The surnames range from the perfectly plausible to the highly unlikely. Miss Bacchus seems an especially unusual name for a student in Malaya, but is perhaps a sly reference to the alcohol fuelling Mr Burgess’s lecture. Many of the other names are similarly oblique references to the core subject of Nothing Like The Sun, which is the idea that Shakespeare had a child with a South-East Asian prostitute, who eventually returned to the East.
Some of the special students are, in fact, luminaries of the region. Ishak is the name of Singapore’s first President while Sir Thomas Shenton Whitelegge Thomas was the last British governor of the Straits Settlements. Mustapha bin Harun was the first governor of the Malaysian state of Sabah. Haji Mokhtar was a Sufi mystic who issued a fatwa against the Malayan Communists during Japanese occupation in World War II. Balwant Singh is a Sikh name common in Malaysia among Indian immigrants, just as Poh Gaik is a common name among ethnic Chinese Malays. Even Spottiswoode is a park adjoining Singapore’s railway station.

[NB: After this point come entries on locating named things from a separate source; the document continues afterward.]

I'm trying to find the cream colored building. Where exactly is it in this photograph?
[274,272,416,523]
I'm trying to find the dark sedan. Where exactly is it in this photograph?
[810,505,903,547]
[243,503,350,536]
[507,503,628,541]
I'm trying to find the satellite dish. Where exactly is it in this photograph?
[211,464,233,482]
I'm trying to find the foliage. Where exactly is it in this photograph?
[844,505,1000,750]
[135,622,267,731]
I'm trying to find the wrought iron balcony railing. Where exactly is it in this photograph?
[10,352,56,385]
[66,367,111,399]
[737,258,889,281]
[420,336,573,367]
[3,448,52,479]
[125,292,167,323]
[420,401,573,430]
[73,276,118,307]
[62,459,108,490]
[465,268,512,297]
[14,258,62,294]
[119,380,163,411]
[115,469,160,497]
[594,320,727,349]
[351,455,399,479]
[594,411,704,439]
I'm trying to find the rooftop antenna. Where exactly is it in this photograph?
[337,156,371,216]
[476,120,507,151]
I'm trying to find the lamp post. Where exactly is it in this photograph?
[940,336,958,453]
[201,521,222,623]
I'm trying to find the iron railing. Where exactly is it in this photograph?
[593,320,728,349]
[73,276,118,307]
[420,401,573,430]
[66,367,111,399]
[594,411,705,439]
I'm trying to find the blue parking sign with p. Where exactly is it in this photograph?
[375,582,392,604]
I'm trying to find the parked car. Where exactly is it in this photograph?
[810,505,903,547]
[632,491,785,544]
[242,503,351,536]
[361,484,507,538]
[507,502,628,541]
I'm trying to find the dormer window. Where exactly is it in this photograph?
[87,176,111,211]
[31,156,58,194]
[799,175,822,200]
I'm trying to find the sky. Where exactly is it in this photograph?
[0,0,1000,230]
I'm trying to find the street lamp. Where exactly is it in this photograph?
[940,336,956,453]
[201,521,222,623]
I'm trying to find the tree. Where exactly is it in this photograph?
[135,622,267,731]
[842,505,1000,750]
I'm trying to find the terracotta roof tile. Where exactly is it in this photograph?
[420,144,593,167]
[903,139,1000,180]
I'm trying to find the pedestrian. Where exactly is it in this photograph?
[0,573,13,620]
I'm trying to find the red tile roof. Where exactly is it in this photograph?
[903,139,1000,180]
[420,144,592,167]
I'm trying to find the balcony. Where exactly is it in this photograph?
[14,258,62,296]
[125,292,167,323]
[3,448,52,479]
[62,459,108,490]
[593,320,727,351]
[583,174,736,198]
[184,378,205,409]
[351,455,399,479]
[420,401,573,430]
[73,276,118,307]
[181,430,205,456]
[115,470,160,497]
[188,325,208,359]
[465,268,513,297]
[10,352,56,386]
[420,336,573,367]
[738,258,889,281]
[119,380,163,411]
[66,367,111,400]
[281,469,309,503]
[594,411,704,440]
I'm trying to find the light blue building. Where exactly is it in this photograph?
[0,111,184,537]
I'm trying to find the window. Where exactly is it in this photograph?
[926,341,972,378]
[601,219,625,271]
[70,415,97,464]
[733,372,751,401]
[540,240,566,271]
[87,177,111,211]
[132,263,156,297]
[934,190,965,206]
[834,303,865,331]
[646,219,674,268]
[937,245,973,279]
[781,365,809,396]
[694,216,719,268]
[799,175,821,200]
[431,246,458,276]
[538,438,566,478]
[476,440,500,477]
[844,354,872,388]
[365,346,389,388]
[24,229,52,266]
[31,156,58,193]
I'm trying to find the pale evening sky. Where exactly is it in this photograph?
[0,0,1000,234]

Similarly, Lillington is a Warwickshire village mentioned in the Domesday Book, now a suburb of Leamington Spa and less than ten miles from Shakespeare’s home town of Stratford-upon-Avon. Alabaster, in Shakespeare’s time, was calcite rather than the modern gypsum, and was known as Oriental alabaster since it was imported from the Far East. Shackles, Anguish and Lympe could all be read as references to suffering from syphilis, the illness which kills Shakespeare in Burgess’s novel.
Prindable may refer to G.C.G. Prindable, who was controller of Government Stores in Brunei while Burgess lived and taught there. Spittal may connote spittle, or the London district of Spitalfields, which in the Elizabethan era was close by the site of James Burbage’s ‘The Theatre’ in Shoreditch, and was where Shakespeare, according to tax collector records, resided in 1598.

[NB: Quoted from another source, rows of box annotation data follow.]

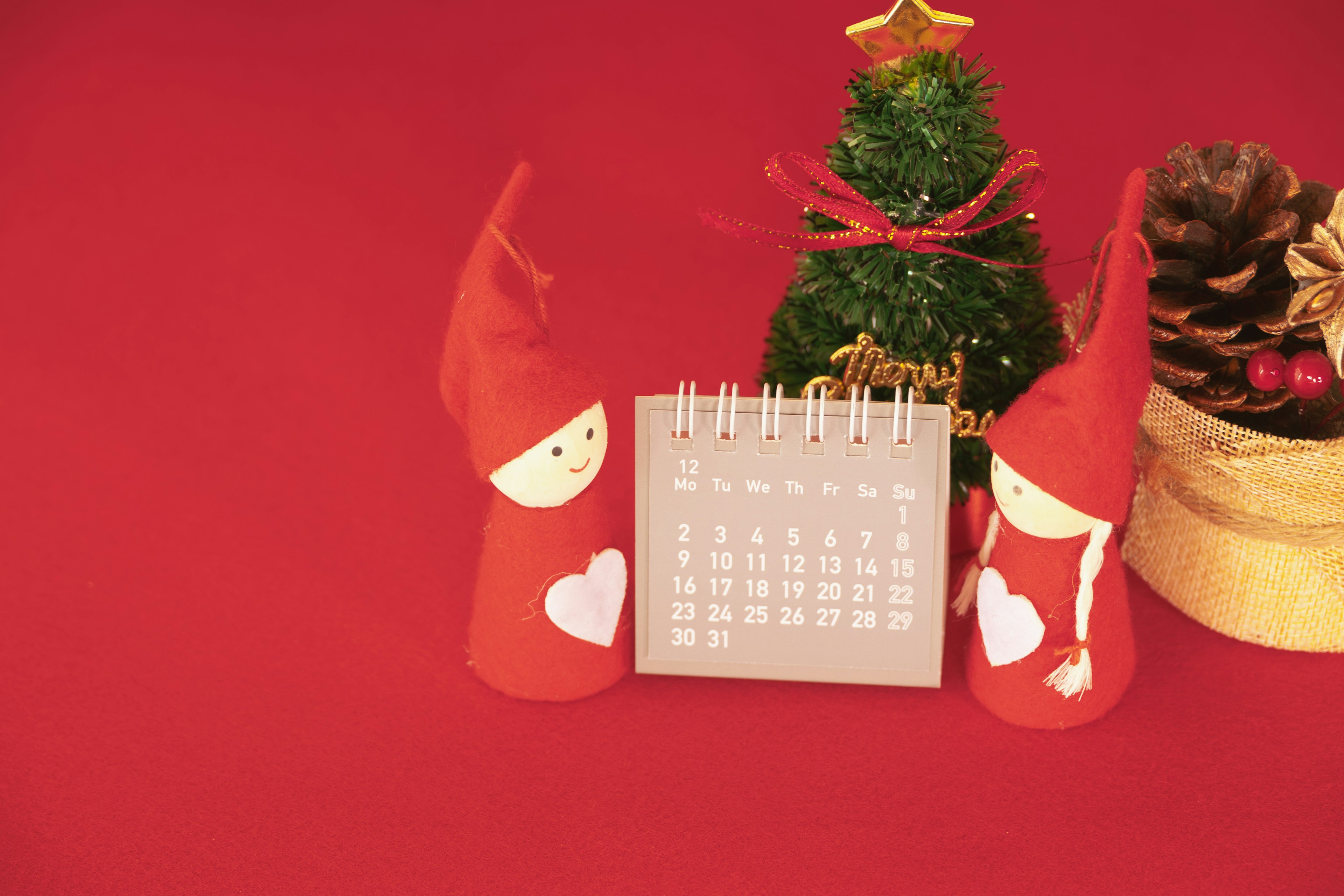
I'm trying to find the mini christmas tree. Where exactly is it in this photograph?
[763,0,1060,500]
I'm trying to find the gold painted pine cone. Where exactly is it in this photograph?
[1142,140,1344,414]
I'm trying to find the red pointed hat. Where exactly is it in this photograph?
[438,162,606,478]
[985,168,1152,524]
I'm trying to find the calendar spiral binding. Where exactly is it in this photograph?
[671,380,915,458]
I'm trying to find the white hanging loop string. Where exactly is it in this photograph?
[863,386,872,444]
[685,380,695,439]
[714,383,728,439]
[761,383,770,439]
[766,383,784,438]
[849,386,859,442]
[673,380,685,438]
[903,383,915,444]
[891,386,901,444]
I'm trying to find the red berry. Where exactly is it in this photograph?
[1285,352,1335,400]
[1246,348,1288,392]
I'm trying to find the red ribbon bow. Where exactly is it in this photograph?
[700,149,1046,267]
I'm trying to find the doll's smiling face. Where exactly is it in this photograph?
[491,402,606,508]
[989,454,1097,539]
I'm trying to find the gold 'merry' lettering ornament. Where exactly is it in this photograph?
[844,0,976,69]
[802,333,997,439]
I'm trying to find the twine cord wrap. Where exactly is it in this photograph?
[1121,384,1344,653]
[1136,430,1344,548]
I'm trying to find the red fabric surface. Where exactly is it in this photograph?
[985,168,1152,525]
[0,0,1344,893]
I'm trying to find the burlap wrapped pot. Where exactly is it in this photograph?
[1122,384,1344,651]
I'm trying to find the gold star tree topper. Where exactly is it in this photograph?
[844,0,976,69]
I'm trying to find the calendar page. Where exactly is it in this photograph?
[636,396,950,686]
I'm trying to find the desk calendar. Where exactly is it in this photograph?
[634,383,950,688]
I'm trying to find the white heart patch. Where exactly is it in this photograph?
[546,548,625,648]
[976,567,1046,666]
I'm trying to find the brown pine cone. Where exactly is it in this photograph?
[1142,140,1335,414]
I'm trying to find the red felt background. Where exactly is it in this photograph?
[0,0,1344,893]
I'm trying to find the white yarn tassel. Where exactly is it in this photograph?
[1046,521,1112,700]
[952,510,999,617]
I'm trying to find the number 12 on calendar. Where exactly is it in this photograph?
[634,386,949,686]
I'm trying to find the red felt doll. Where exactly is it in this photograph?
[953,170,1152,728]
[440,162,632,700]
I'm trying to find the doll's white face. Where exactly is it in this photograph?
[491,402,606,506]
[989,454,1097,539]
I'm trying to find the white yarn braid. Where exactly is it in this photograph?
[1046,521,1112,700]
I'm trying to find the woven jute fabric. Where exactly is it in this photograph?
[1122,384,1344,651]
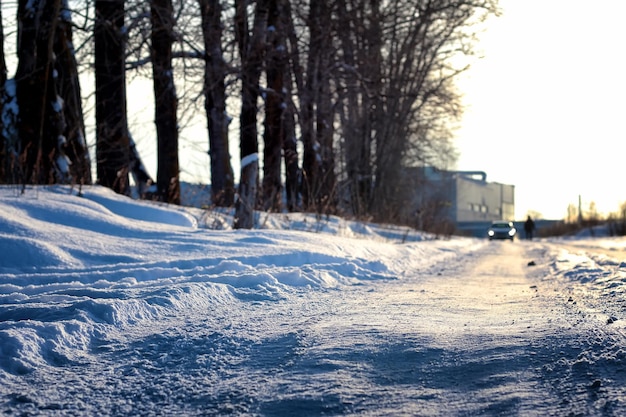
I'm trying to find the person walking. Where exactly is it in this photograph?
[524,216,535,240]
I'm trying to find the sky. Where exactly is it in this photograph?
[0,186,626,416]
[3,0,626,220]
[456,0,626,219]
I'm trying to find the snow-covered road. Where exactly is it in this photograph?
[0,187,626,416]
[3,242,626,416]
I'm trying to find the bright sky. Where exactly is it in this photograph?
[457,0,626,219]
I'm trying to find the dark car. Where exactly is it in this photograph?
[487,221,517,240]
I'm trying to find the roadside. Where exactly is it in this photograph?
[260,242,626,416]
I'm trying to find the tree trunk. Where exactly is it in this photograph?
[300,0,336,213]
[94,0,130,194]
[263,0,287,212]
[234,0,268,229]
[54,0,92,185]
[0,2,10,184]
[151,0,180,204]
[16,0,62,185]
[199,0,235,207]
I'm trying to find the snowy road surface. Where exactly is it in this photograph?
[0,242,626,416]
[0,188,626,416]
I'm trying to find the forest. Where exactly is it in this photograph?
[0,0,498,228]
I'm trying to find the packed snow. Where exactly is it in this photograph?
[0,186,626,416]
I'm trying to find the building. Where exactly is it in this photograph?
[409,167,515,236]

Mr Burgess’s ‘special students’ include people of political power in the Malaysian region during the time that Burgess lived there, as well as locations Shakespeare would have known, and phrases suggesting physical states of suffering. The names of these putative listeners bring together the worlds of Shakespeare and syphilis, Burgess and Malaya, just as the novel Nothing Like The Sun itself does.